The topic we shy away from and yet are held captive is simply what our child might be like without their disability.

God, I know. You don’t have to tell me, because I know.

As parents, there’s a process, one that begins early on. No one really wants to talk about this anymore, and the term “mourning” has been deemed offensive to many, which I can understand. So I’ll simply say there’s a process of letting go of our expectations. This is an important step, because it clears the way for embracing the child you have. Our kids may not be typically developing, and they may not be able to move through this world in a typical manner, but they’re not incomplete, either. It is our absolute privilege to know them and to help guide them to a place where they can meaningfully navigate that world on their own terms. Letting go of that perfect, boring little imaginary kid is crucial. He was just going to let you down anyway.

There are times, though, when I look at Schuyler and I wonder. I think about what her voice might sound like, and the amazing things she might have to express with that sweet voice. I wonder if should would have a Texas accent (she totally would, y’all), or if her speech would be peppered with “ums” and “likes”. I wonder what kind of writer she’d be if her understanding of language and the world were more complete. Would she have found her talent already? Would she be a percussion wizard, or would she have found another musical or artistic path? Would she be driving a car now? Would she have a boyfriend or a girlfriend? Or a close and equal friend at all, for that matter?

Schuyler has a cousin who is almost her exact age, younger by two weeks. In many ways, he provides an unspoken, mostly unacknowledged benchmark by which her alternate self might be tracked. We almost never discuss it, even with each other, but with every milestone he achieves, with every academic advancement and musical accomplishment, with every typical mile marker he passes, we feel it just a little. There but for the vindictiveness of God goes she.

Might Have Been is not fair, and it’s not right. It’s downright wicked, and we push it down, like all special needs parents who feel such push it down deep. It means nothing, it helps nothing. Might Have Been is entirely destructive. There’s not a “but” here, aside from the one that says “but in our moments of weakness, we peek under that sheet anyway.”

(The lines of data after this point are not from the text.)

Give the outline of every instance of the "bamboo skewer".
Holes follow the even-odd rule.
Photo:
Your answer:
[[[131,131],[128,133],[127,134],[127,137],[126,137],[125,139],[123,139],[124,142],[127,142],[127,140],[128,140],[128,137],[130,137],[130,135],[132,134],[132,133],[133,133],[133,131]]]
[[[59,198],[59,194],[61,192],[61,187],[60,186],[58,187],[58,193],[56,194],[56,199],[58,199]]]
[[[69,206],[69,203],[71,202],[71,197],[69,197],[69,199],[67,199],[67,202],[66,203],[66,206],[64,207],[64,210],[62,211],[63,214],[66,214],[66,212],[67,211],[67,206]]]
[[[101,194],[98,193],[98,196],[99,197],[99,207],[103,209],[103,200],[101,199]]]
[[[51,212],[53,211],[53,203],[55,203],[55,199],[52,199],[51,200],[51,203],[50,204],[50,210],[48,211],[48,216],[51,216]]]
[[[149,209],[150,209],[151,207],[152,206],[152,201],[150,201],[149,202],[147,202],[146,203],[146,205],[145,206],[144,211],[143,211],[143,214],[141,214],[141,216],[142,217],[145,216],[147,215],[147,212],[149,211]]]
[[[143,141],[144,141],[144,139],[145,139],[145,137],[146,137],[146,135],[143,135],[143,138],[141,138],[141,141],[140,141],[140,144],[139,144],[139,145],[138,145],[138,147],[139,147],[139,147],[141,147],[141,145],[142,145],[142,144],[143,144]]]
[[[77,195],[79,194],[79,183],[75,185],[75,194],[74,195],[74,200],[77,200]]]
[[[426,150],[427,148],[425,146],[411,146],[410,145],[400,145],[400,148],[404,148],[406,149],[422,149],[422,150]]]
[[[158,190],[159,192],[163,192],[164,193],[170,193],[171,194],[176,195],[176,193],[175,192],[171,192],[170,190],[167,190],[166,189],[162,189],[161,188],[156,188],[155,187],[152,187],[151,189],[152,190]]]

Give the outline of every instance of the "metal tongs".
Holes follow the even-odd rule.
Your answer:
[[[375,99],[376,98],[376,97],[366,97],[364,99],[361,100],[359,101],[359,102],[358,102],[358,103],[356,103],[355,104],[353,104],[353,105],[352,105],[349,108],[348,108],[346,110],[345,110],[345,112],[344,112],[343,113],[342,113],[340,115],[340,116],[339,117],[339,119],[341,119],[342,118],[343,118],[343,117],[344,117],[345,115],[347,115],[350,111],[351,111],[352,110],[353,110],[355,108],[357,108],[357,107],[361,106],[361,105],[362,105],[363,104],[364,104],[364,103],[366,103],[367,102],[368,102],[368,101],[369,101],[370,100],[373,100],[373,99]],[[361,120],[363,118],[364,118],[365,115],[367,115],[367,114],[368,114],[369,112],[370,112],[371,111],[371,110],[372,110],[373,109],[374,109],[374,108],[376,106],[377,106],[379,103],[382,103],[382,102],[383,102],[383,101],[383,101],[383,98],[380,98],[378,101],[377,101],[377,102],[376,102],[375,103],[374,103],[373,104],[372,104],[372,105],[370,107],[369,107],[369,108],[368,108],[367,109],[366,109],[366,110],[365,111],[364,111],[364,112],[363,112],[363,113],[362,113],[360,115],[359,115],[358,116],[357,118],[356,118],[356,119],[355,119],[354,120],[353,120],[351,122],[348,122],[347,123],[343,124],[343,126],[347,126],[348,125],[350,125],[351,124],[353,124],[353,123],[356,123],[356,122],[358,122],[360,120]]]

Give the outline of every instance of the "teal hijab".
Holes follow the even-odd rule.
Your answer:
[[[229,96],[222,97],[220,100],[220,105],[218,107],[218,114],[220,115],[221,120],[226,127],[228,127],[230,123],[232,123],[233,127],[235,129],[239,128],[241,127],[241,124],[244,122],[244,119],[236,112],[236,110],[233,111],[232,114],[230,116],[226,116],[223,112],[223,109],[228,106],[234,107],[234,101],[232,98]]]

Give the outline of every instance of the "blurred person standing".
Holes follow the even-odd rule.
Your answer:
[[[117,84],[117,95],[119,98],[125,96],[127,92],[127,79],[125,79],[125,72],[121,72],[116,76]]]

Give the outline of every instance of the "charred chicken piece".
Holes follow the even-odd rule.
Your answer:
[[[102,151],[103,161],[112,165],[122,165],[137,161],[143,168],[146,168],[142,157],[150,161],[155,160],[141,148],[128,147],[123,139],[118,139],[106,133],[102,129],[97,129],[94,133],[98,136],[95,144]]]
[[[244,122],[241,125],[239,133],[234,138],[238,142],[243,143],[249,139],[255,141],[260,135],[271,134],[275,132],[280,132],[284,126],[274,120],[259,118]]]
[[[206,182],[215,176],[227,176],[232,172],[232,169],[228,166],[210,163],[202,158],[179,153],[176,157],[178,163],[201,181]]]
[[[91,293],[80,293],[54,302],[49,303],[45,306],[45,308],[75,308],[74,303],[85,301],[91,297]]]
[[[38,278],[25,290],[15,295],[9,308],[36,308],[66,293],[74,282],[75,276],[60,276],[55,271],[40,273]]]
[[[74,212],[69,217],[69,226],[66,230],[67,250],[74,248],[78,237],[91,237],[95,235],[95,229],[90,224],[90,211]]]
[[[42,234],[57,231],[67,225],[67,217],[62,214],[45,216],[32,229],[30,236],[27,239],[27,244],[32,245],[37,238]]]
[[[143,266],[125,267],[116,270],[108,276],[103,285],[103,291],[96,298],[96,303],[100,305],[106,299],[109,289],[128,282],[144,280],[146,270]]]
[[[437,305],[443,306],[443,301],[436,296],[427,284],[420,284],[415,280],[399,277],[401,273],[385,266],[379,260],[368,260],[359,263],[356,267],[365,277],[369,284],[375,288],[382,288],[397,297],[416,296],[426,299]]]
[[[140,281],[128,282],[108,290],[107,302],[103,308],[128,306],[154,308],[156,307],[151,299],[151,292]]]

After fifteen years, there’s something else I’ve discovered about Might Have Been, something I wish I’d known all along and something I wish I remembered all the time. Might Have Been isn’t just an asshole. It’s a fiction.

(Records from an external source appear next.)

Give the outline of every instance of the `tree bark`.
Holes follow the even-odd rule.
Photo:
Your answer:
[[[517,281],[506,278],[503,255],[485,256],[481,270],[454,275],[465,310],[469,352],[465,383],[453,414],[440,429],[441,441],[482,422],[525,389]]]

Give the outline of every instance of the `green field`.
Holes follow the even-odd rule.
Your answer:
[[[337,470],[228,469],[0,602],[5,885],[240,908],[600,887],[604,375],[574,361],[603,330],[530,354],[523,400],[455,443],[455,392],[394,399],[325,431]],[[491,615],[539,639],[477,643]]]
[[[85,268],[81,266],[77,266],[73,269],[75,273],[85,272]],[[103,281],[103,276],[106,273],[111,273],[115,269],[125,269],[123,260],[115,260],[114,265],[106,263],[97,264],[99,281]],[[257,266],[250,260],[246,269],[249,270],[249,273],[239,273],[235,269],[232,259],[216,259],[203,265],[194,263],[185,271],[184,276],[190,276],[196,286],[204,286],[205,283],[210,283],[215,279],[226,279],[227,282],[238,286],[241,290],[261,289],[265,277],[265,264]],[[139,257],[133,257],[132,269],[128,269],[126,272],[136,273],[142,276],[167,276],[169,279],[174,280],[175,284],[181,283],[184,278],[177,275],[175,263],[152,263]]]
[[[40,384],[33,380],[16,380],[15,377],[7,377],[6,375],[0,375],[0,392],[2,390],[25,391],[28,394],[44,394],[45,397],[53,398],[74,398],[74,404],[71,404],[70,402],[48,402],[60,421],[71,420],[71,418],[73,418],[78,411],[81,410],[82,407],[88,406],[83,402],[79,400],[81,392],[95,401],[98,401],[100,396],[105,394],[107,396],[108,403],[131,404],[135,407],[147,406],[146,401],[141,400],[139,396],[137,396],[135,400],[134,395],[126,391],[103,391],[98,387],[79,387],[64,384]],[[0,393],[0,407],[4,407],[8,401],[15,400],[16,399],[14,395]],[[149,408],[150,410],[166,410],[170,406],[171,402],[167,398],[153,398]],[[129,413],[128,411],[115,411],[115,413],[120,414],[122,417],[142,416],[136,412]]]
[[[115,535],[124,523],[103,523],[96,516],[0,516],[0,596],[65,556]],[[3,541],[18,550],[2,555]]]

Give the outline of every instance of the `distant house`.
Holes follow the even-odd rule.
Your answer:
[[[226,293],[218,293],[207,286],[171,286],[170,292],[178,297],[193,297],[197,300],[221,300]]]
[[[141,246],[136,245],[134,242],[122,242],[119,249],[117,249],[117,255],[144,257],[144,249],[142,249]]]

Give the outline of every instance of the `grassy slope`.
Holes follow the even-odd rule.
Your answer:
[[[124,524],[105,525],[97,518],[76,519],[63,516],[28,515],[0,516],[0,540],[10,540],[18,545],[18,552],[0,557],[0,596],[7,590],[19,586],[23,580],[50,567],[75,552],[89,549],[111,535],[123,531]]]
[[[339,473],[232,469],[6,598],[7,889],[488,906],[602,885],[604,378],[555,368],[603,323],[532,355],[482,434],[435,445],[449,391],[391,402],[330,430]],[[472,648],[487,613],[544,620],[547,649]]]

That child doesn’t exist, but there’s not a vacuum in it’s place. Schuyler is who she is, and her disability doesn’t just make thing harder for her. It changes everything about how she thinks and how she processes the world around her. Those different paths are hard for her teachers and friends and even family to understand, and impossible for us to travel. But they are her paths, and they are beautiful. We only have to have the eyes to glimpse them from time to time.

I can say a great many things about Schuyler, and I can describe the hardships she faces and is likely to face for the rest of her life. God knows I think about them almost constantly, my own boulder that I push up that hillside. But there’s one thing I can tell you with absolute certainty, and I imagine most of the people who know Schuyler would say the same thing about her.

Schuyler is, by a country mile, the happiest human being I know. And it’s not because she doesn’t know any better. It’s because she does. She gets the beautiful parts of the world, while I often only see the pain and the cruelty that it holds for her and for us all, I guess. Schuyler holds on to the aspects of the world that she cherishes, and she tries very hard to throw away the rest. I don’t know if that’s a plan for success or if it’s going to bite her face off one day. I only know that it works for her, and it gets her through days both simple and complicated.

And I know that in that regard, I envy my daughter very, very much. As I should. As should we all.